Chapter 15 Lysa #2
This wasn’t a prison for monsters. The Stormgardes weren’t jailers; they were healers.
Wardens of the wild magic that the rest of the world feared.
Fenrik believed he was cursed, broken because his magic bridged the gap between man and beast, but here, on these walls, that bridge was celebrated.
Interpretation flooded me. The sigils painted along the baseboard that might have been decorative crests were binding runes of protection and symbiosis, weaving the safety of the house into the safety of the creatures.
The sheer tragedy of it made my chest ache.
Fenrik was starving himself of the very connection his bloodline was built to sustain.
The corridor ended abruptly in a smooth, panelled wall of dark walnut.
“Is this it?” I asked the silence. “A history lesson?”
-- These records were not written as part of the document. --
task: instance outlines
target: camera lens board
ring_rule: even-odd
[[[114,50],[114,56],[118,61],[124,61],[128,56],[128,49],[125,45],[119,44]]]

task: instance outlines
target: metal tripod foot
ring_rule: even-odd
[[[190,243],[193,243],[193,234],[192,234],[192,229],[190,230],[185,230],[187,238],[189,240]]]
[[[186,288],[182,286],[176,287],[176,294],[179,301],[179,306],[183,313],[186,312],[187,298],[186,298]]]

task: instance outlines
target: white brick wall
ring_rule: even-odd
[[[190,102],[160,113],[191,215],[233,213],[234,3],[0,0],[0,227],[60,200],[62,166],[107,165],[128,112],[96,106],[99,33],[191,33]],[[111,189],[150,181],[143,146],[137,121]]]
The house answered with a vibration that travelled up through the soles of my boots. The golden light that had been acting as my torch didn’t stop at the wall. It surged forward, intensifying until it was almost blinding. It hit the walnut panelling and hissed.
I recoiled, shielding my eyes. The air in front of the wall shimmered, oily and distorted.
The smell of burnt sugar filled the space, the distinctive, cloying scent of Veil magic being unmade.
The illusion rippled, fighting the house’s gold light, but the manor was relentless.
It tore the false image apart. The plain wall dissolved and behind it stood an ancient door reinforced with bands of iron that looked more like shackles than hinges.
And while the rest of the wing was draped in the gentle, grey dust of abandonment, this door was clean.
I took a step closer, and nausea rolled in my stomach.
The other doors in the manor felt dormant, or in the case of the library, petulant.
This one felt sick. A low, rhythmic thrum emanated from the wood, a beat that was inextricably wrong.
It felt like the fever-heat I had felt radiating from the wyrmling, and just like the erratic pulse I had sensed beneath Fenrik’s ribs.
My hand hovered over the iron latch, but I couldn’t make my fingers close around it.
A memory flashed through my mind, of the blue ceramic dragon I’d found shattered in my room.
The shards had been a promise of violence against me.
Was I walking into the belly of the beast?
Mrs. Crane said the house had opinions, but madness was an opinion, too.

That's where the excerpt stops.